If a vehicle was destined for a market outside of the EU, as is the case with the OP Delica and also my Californian Cayenne then there will not be a COC for EU.

Given the numbers of vehicles I see on the roads in Portugal that are not of EU origin and also are predominately US imports, how is the issue of non production of a EU COC dealt with.

Anyone got any ideas?

Thanks

Rob


----------



## canoeman (Mar 3, 2011)

This site gives you a bit of insight Certificate of Conformity - EuroCoc.eu
The problem occurs with car for EU market pre 93 but can generally be solved via manufacturers, owners clubs etc.

But your problem is different in that your wanting to import a car produced for US market then imported and registered in UK as the UK required a SVA the question is will the Portuguese accept that as a COC probably not, whereas if I understand it all correctly a direct import from US would be treated differently with the equivalent of UK SVA. 

You should really tackle Portuguese Customs to get an answer,(in triplicate) and take it from there.


----------



## robc (Jul 17, 2008)

canoeman said:


> This site gives you a bit of insight Certificate of Conformity - EuroCoc.eu
> The problem occurs with car for EU market pre 93 but can generally be solved via manufacturers, owners clubs etc.
> 
> But your problem is different in that your wanting to import a car produced for US market then imported and registered in UK as the UK required a SVA the question is will the Portuguese accept that as a COC probably not, whereas if I understand it all correctly a direct import from US would be treated differently with the equivalent of UK SVA.
> ...


Right Ho! At the risk of hijacking this thread  but I will anyway 

Am I being too simplistic in concluding that as the car was destined for a different *ORIGINAL* market, it could now just undertake the Portuguese equivalent of a UK SVA Test and hey ho!!

Also, and I fear that I may answer my own question on this one, A UK SVA Test should have identical value EU wide, *shouldn't it?*

I think I may get Siobhan's contact on this one.
Thanks Canoe


Rob


----------



## siobhanwf (Mar 20, 2009)

robc said:


> Right Ho!
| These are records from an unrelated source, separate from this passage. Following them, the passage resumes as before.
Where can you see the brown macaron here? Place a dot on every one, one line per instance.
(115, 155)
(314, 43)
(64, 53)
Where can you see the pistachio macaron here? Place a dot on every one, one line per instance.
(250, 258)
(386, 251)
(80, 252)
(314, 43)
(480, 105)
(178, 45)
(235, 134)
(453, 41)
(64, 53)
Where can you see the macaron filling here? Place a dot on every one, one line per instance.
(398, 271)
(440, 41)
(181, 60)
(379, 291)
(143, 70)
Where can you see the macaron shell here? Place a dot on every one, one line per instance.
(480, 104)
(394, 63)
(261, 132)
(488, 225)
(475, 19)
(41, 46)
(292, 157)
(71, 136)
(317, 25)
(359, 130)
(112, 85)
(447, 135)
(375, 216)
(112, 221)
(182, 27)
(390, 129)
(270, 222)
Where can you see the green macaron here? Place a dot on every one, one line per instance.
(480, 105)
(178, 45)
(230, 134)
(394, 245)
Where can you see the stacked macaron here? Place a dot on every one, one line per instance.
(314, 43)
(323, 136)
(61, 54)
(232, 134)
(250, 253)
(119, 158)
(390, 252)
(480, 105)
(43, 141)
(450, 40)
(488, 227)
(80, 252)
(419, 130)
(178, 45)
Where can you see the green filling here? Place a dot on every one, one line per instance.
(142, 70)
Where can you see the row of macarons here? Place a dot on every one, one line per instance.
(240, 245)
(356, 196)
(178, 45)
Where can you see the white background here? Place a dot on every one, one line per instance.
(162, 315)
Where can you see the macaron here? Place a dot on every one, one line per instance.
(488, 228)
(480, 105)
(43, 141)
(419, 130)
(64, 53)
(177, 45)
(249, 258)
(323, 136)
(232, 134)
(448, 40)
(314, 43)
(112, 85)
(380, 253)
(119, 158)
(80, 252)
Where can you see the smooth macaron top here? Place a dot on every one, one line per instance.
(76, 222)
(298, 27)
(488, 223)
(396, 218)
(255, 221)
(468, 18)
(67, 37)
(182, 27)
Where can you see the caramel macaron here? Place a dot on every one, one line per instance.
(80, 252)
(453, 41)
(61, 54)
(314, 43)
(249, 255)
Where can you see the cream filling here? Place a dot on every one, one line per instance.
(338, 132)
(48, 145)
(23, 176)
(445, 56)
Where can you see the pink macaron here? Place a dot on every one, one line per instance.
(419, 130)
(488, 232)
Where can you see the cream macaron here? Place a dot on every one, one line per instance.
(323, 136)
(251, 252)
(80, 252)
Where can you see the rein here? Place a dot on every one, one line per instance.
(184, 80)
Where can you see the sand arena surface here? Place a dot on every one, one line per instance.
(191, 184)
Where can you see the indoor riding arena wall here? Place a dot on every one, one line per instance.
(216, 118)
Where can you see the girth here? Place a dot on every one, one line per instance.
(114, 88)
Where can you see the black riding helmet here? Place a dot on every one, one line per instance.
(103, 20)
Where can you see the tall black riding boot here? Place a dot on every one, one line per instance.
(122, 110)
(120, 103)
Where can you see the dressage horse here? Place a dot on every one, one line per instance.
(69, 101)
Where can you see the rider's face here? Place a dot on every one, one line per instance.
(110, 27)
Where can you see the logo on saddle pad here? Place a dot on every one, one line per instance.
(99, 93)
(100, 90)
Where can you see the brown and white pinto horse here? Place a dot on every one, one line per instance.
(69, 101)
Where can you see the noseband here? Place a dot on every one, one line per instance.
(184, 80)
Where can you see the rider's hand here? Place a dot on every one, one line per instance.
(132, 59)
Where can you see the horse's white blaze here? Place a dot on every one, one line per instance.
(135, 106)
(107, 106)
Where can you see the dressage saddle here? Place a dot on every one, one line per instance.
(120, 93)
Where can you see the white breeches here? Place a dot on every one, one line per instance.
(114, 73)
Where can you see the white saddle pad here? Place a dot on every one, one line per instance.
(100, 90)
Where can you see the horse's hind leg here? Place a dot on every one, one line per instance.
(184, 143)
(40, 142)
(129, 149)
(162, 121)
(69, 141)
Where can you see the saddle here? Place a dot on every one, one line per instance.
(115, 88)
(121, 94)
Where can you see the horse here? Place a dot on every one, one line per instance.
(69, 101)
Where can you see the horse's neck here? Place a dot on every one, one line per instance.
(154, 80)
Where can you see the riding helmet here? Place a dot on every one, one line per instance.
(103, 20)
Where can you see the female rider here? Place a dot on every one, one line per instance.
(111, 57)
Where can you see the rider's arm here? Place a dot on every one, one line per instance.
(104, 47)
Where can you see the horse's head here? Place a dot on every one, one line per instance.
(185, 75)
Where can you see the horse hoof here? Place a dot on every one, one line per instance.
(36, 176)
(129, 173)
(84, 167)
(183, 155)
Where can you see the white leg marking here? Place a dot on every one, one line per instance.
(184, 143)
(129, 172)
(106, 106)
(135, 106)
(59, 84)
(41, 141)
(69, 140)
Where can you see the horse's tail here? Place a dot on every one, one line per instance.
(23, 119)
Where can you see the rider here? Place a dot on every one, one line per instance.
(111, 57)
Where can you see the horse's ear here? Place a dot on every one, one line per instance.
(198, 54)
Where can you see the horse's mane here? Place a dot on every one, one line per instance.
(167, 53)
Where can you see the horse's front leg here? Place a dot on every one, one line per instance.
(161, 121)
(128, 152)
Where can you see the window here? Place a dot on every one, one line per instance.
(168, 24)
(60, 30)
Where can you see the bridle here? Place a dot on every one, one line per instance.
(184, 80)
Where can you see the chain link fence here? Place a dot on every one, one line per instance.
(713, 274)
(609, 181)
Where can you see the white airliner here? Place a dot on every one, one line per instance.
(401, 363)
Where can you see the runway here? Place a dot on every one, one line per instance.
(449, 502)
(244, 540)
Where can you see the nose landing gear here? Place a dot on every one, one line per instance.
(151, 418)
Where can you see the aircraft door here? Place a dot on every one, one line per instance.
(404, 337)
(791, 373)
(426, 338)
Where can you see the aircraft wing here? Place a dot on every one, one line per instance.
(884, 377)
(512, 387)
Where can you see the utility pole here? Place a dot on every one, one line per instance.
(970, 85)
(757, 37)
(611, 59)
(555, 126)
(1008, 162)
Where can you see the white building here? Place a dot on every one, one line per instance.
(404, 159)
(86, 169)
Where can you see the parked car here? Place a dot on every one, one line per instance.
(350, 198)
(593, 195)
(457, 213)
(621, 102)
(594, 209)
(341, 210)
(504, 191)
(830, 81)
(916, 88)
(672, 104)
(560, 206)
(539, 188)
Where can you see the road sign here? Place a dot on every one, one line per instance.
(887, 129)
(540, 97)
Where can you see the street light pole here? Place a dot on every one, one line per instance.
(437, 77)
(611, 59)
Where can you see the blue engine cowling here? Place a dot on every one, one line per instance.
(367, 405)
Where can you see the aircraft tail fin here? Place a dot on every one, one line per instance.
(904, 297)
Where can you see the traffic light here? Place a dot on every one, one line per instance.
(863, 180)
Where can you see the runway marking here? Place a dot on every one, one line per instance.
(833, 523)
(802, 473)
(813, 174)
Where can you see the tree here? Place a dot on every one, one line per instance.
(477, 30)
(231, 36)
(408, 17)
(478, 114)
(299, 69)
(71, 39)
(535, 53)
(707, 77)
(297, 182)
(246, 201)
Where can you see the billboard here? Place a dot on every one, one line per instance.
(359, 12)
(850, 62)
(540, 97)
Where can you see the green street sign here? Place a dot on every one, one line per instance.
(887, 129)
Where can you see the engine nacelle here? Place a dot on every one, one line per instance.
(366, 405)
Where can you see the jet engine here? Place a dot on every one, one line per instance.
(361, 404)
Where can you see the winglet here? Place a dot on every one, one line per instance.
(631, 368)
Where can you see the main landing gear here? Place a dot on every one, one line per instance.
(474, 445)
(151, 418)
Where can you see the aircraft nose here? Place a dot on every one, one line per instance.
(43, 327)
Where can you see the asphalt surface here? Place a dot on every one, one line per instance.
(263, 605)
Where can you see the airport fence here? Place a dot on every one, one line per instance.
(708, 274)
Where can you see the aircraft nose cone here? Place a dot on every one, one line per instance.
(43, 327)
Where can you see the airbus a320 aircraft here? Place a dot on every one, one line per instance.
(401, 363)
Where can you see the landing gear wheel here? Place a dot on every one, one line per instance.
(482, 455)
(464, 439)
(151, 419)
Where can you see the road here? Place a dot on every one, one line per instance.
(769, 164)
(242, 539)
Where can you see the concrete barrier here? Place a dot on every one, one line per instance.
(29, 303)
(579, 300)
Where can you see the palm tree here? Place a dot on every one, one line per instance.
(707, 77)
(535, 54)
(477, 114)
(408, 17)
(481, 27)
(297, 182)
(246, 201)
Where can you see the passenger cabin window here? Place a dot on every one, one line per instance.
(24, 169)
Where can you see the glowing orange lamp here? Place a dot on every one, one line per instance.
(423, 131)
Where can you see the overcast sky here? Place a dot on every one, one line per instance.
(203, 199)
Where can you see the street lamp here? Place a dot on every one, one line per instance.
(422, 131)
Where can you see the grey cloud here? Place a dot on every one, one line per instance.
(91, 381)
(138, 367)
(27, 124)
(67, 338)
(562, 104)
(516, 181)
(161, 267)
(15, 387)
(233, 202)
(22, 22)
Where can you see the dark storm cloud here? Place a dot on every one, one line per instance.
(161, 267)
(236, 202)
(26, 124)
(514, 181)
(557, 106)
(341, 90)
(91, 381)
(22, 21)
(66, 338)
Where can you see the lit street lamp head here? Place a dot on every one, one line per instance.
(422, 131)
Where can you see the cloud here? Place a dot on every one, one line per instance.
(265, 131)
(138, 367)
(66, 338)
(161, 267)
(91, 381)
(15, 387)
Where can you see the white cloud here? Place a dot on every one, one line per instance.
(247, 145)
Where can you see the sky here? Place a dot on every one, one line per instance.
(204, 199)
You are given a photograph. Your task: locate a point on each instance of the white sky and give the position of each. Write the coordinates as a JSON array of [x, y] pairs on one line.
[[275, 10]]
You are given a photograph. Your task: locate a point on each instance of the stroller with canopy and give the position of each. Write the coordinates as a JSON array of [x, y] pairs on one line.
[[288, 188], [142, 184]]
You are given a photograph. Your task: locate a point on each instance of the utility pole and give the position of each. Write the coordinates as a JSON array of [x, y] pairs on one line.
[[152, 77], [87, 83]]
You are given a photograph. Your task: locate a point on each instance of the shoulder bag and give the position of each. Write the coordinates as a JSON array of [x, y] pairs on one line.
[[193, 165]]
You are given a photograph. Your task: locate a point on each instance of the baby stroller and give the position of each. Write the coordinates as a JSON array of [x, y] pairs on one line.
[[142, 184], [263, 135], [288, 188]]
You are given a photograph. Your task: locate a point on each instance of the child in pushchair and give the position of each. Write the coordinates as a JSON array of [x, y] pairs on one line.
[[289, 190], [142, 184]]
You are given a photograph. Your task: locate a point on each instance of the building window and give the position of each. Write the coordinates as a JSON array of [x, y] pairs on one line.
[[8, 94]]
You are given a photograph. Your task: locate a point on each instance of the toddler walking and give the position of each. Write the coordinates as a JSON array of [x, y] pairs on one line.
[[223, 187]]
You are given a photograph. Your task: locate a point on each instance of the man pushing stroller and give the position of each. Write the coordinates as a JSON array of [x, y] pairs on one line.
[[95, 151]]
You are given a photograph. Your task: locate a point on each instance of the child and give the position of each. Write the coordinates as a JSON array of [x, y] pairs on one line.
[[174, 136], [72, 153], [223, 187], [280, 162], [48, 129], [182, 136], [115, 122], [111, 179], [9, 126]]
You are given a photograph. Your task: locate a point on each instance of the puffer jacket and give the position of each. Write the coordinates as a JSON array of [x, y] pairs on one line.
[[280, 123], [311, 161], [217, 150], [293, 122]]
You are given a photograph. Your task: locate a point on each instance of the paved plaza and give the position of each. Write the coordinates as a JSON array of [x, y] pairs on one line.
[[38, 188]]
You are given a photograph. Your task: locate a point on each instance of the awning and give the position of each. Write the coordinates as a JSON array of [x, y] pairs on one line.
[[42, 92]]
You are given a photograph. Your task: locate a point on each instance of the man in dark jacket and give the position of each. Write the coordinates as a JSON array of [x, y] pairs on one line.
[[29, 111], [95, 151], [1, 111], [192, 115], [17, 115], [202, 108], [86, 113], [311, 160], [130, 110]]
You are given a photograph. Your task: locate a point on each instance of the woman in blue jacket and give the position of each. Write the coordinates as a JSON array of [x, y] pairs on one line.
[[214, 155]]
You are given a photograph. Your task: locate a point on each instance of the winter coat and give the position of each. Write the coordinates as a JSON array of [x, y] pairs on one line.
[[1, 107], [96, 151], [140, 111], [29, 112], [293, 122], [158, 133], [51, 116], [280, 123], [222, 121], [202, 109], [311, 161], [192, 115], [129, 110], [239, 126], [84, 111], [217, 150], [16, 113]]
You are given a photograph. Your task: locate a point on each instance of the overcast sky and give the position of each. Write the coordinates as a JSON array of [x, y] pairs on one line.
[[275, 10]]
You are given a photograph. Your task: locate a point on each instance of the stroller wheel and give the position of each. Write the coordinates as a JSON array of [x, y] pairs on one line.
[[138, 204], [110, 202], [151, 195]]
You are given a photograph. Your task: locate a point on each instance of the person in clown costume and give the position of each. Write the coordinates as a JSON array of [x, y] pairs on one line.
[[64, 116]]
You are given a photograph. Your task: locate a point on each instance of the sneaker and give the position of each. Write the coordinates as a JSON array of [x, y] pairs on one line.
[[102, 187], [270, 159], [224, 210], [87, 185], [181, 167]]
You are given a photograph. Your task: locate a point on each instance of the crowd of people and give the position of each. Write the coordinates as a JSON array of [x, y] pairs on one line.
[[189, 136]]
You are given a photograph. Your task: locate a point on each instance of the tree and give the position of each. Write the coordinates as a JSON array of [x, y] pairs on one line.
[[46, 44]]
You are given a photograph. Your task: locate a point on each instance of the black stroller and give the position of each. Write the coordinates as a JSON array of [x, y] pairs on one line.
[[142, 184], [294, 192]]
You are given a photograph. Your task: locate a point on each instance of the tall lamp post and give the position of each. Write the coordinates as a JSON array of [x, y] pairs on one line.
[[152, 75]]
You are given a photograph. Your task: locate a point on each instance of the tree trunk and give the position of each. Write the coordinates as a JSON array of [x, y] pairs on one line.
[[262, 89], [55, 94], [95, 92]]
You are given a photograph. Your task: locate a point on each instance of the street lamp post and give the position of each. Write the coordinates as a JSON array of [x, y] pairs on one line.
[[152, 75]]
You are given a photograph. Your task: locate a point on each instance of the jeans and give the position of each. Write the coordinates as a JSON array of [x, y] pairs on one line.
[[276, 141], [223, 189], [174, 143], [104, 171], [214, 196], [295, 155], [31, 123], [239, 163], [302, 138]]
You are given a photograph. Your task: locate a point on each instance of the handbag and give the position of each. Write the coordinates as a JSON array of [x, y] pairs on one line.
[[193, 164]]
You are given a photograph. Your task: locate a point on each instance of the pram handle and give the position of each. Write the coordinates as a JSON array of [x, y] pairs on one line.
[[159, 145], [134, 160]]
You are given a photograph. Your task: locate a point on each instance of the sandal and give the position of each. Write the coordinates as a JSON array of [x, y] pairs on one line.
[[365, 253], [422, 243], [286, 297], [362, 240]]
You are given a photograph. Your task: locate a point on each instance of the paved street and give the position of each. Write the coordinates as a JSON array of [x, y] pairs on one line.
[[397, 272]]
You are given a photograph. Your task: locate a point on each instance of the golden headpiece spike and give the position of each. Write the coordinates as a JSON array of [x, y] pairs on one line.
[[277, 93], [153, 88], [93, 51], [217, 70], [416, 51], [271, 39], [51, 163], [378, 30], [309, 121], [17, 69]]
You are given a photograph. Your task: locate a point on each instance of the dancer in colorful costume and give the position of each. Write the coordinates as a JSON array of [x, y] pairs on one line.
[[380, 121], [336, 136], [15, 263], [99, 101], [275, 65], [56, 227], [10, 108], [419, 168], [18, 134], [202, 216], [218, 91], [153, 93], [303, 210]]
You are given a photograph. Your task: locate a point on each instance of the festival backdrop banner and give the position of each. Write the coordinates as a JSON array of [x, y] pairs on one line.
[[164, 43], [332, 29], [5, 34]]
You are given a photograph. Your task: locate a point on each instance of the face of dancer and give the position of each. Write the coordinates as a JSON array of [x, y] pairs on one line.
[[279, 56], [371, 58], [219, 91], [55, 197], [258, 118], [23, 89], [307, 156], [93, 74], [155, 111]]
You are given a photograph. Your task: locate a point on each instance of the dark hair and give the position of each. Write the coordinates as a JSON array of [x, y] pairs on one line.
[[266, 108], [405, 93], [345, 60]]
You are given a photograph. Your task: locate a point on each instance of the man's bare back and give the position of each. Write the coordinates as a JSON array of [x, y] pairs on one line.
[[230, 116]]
At the risk of hijacking this thread  but I will anyway
> 
> Am I being too simplistic in concluding that as the car was destined for a different *ORIGINAL* market, it could now just undertake the Portuguese equivalent of a UK SVA Test and hey ho!!
> 
> ...


Any question i had were very quickly answered by Marta BEFORE I went in to start the process with her.
So I might be worthwhile giving her a call saying what your concerns are.
Having done the import bit myself on one occasion NEVER AGAIN. 
Marta's fees are well worth EVERY centime


----------



## robc (Jul 17, 2008)

siobhanwf said:


> Any question i had were very quickly answered by Marta BEFORE I went in to start the process with her.
> So I might be worthwhile giving her a call saying what your concerns are.
> Having done the import bit myself on one occasion NEVER AGAIN.
> Marta's fees are well worth EVERY centime


Hi Siobhan

As ever wise words from you..................given I have 2 to matriculate I think I will contact her.

Thanks

Rob


----------



## canoeman (Mar 3, 2011)

I'd like to say yes, but the stumbling block with the official you might be dealing with is your bit of paper says SVA (have you managed to get original document yet?) not CoC and as far as he is concerned this is a UK registered car so should have a CoC. 

"shouldn't it?" should but you can't unfortunatly presume it

This really needs sorting and clarifying before you attempt to matriculate.


----------



## robc (Jul 17, 2008)

canoeman said:


> I'd like to say yes, but the stumbling block with the official you might be dealing with is your bit of paper says SVA (have you managed to get original document yet?) not CoC and as far as he is concerned this is a UK registered car so should have a CoC.
> 
> "shouldn't it?" should but you can't unfortunatly presume it
> 
> This really needs sorting and clarifying before you attempt to matriculate.



Hi Canoe

I have not got the SVA yet, I am still awaiting the original V5C back from DVLA, I need this to be able to send a copy to VOSA for them to instigate a search. :confused2:

Still it could be worse.

Porsche UK have said that they may be able to issue a COC, quite how I don't know, I really don't, but I am going to go "double jeopardy" on this one  and I will apply via Porsche for a COC but again I need a copy of the V5C, which is currently languishing at Swansea.

Still it could be worse.

Have applied to Via Verde ...................now that really is worse 

I am thinking of taking up "self harming"....................that has to be more pleasurable 

Still it could be worse.

I promise to let you know how I get on.

Rob


----------



## canoeman (Mar 3, 2011)

Yes ViaVerde the only site in the world that offers you information in English but you can't access till you've joined and they don't tell you how to join, Portuguese entrepreneurial commerce at it's best!

Yet if you telephone them, you'll find very helpful English speaking operatives, for me their easy because I live here and for my family and friends, because I just for the ones that drive over I add to my ViaVerde a/c and they pay me


----------